Qu'est-ce que c'est, au juste ?
Imagine une petite clé qui, dans le corps, entre exactement dans la même serrure que l'hormone naturelle de la faim, la ghréline. Quand cette clé tourne dans la serrure, le corps dit deux choses à la fois : libère plus d'hormone de croissance — et j'ai faim. C'est exactement ce que fait le GHRP-6. C'est un tout petit morceau de protéine fabriqué artificiellement (un hexapeptide), le plus souvent vendu seulement comme substance de labo pour la recherche, pas comme médicament contrôlé.
En images
Structure
Une chaîne construite à partir d'acides aminés
Zone ciblée
Axe de l'hormone de croissance & voie de signalisation de la ghréline (recherche)
Données
Études animales
Études humaines
Surtout de la recherche fondamentale et animale — chez l'humain, il n'y a que peu de données anciennes, presque rien de solide
Ce que rapportent les fans
Affirmations — sans preuve
- Censé libérer plus d'hormone de croissance du corps et ainsi aider à la prise de muscle (témoignages de forums fitness)

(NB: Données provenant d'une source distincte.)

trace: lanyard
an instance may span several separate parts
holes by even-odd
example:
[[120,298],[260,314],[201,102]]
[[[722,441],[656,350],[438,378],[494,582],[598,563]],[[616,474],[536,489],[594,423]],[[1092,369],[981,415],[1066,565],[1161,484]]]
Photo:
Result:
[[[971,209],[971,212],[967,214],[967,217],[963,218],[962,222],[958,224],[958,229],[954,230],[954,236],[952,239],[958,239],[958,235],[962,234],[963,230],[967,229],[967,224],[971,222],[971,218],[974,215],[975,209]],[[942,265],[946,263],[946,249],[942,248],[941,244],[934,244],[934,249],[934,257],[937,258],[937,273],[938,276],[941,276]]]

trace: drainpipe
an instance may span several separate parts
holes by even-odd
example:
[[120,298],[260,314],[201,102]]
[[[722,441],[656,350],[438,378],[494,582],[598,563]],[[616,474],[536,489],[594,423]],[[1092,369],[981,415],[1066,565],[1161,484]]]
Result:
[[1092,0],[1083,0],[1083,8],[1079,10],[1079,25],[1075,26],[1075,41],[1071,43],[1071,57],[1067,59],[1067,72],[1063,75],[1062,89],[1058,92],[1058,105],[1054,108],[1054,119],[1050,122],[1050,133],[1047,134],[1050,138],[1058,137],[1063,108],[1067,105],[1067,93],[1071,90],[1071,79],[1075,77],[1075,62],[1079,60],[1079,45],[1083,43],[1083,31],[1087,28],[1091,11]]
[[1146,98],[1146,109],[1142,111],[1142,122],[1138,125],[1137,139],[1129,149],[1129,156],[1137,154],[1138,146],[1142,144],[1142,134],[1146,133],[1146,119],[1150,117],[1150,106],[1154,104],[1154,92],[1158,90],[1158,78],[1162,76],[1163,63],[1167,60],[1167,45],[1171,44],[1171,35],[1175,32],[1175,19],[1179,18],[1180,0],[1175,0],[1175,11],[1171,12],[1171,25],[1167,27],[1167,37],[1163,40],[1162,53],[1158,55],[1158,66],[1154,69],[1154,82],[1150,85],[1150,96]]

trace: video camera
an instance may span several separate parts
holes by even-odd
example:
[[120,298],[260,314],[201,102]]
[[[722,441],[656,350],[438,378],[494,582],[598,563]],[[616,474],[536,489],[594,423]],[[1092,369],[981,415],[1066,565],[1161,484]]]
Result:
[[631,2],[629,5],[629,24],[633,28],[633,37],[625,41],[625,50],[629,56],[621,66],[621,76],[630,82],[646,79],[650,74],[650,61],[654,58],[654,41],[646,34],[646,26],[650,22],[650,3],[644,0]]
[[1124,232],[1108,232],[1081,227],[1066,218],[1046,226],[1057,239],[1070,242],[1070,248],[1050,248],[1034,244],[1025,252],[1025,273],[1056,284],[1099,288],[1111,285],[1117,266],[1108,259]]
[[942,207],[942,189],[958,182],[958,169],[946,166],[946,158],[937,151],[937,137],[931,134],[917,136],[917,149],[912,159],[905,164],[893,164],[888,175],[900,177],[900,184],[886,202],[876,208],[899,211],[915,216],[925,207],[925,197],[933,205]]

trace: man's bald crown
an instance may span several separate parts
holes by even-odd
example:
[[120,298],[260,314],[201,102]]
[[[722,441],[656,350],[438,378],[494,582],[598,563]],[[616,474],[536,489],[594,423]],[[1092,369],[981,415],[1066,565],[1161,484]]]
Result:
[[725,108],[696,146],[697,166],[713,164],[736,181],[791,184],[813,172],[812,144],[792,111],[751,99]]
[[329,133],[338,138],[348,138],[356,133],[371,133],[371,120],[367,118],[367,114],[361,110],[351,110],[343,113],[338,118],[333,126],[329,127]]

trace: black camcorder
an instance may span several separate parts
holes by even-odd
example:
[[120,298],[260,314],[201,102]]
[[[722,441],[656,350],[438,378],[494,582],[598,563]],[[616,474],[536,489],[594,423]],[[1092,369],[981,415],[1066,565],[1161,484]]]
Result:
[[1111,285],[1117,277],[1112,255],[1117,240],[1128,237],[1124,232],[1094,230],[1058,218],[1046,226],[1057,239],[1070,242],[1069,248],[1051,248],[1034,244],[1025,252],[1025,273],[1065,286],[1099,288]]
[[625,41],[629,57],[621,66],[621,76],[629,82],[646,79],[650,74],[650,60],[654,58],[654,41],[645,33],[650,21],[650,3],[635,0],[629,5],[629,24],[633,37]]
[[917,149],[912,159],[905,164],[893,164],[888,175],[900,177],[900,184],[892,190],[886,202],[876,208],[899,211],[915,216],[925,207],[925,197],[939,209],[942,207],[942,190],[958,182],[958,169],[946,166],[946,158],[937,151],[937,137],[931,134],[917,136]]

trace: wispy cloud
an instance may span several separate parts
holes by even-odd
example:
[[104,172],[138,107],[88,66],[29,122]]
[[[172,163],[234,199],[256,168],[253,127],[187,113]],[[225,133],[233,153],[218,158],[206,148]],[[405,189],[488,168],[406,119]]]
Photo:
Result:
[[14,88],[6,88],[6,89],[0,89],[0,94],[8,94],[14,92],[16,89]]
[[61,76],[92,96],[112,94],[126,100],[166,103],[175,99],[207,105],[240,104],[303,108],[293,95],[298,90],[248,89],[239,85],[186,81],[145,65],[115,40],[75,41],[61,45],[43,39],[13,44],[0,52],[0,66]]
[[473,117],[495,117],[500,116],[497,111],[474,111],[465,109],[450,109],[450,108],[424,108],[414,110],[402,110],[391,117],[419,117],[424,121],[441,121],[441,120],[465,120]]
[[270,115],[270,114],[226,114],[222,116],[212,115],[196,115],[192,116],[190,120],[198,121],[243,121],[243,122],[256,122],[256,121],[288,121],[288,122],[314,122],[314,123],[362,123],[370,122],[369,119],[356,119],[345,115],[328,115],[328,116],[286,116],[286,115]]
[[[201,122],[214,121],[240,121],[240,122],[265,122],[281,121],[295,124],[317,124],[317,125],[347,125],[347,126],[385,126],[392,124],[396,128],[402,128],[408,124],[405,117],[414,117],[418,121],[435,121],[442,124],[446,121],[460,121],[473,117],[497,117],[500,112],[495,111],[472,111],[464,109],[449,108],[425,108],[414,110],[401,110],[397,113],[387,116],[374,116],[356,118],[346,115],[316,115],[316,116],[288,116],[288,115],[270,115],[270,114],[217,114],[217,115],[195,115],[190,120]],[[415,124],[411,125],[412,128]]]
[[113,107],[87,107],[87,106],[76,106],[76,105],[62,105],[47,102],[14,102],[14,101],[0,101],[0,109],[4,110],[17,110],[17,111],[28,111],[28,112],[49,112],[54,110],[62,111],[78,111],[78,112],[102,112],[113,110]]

- Transmis, à cause de son fort effet sur la faim, comme aide pour prendre du poids ou pour plus d'appétit
- Passe dans les milieux en ligne pour une alternative soi-disant plus douce que l'hormone de croissance directe
Le retour à la réalité
Ce que disent les faits
- Autorisé pour l'humain nulle part — ni dans l'UE ni aux États-Unis
- Interdit à tout moment dans le sport (liste S2 de l'AMA), donc clairement du dopage
- La forte faim est souvent indésirable ; s'y ajoutent une possible rétention d'eau et une hausse du cortisol et de la prolactine
- Une utilisation prolongée en dehors de la recherche n'est tout simplement pas étudiée
- Marchandise du marché gris : personne ne peut garantir ce qu'il contient vraiment ni sa pureté
Évaluation du risque
Pas parce qu'il serait anodin — mais parce que, pour une utilisation durable chez l'humain, les données de sécurité manquent tout simplement.
Statut légal : Non autorisé pour l’humain
En résumé
Historiquement un outil de recherche important, mais pas un produit prouvé pour le quotidien. Pour l'appliquer sur soi, c'est bien trop peu étudié — ce genre de question relève d'un suivi médical, pas de l'auto-expérimentation.
Pas d'achat · Pas de dosage · Juste du savoir
Cette page informe — elle ne remplace pas un avis médical. Si le sujet te concerne, parles-en à un médecin.